Le départ. — La traversée. — Episode en mer. — Un capitaine abolitioniste. — Savannah. — Les chemins de fer en Amérique. — Macon et ses environs. — Montgommery. — Les rives de l’Alabama. — Mobile. — Les îles de la mer. — Une plantation de riz dans la Caroline du Sud. — L’hospitalité d’un planteur. — Une chasse aux caïmans. — Les bords du Potomac et la baie de Chesapeake.

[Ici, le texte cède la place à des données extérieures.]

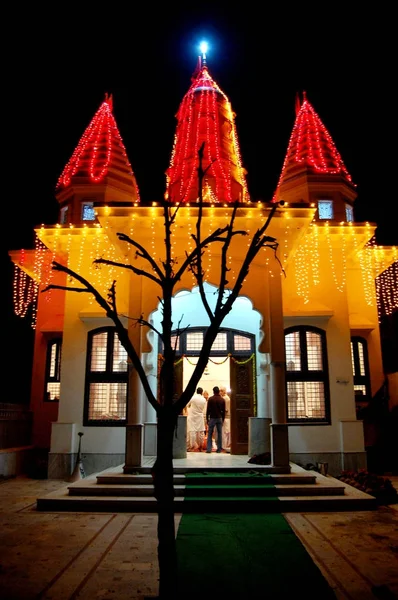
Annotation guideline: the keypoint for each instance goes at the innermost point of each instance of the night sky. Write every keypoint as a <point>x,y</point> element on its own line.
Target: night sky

Le 21 janvier 1858, je m’embarquai au Havre pour les Etats-Unis sur le clipper américain l’ Ontario , dont le jeune capitaine Wilkie Fergusson était de mes amis. Je désirais toucher d’abord à Savannah, sur la côte de Géorgie, de là gagner par terre Montgommery et Mobile, au fond du golfe du Mexique, où m’appelait depuis quelque temps un parent dont l’affection avait entouré mon enfance des plus tendres soins, et que les orages politiques avaient banni de France. L’ Ontario , frêté par la riche maison de Washington, Edward Bennett and C o , devait séjourner une vingtaine de jours à Savannah, faire voile ensuite pour Charlestown, dans la Caroline du Sud, et faisant escale le long des côtes de la Caroline du Nord et de la Virginie, aller enfin à Washington dans le Maryland, déposer le reste de la cargaison qu’il amenait d’Europe. De là je devais gagner New-York par terre, visiter Newhawen et Boston dans le Massachusetts, et enfin les grands lacs canadiens. Telle devait être en quelque sorte la première partie de mon voyage ; la seconde me conduisait à Saint-Louis en Missouri, à cent cinquante lieues à peine de l’immense et mystérieux Far-West américain.
Depuis longtemps je désirais ardemment contempler ces redoutables solitudes de l’Ouest, parcourues seulement par les Indiens, les trappeurs, les émigrants et les bêtes fauves ; de là gagner l’Orégon, ensuite redescendre au Sud à San-Francisco de Californie, y étudier dans les placers cette enivrante, mais souvent aride et périlleuse moisson de l’or, qui pousse depuis dix années vers le Sacramento des aventuriers de toutes les nations du monde. Peut-être me serait-il possible de descendre encore plus au Sud, de traverser les déserts du nouveau Mexique, ce Sahara américain, pour regagner les premiers forts du Kansas, en prenant la route espagnole, qui côtoie les hauts contreforts de la Sierra-Madre et le Rio-del-Norte. Mais cette dernière partie du voyage était tellement semée de privations et de périls, qu’il me restait des doutes nombreux sur la possibilité de l’accomplir, et de compléter ainsi un immense circuit de deux mille lieues environ.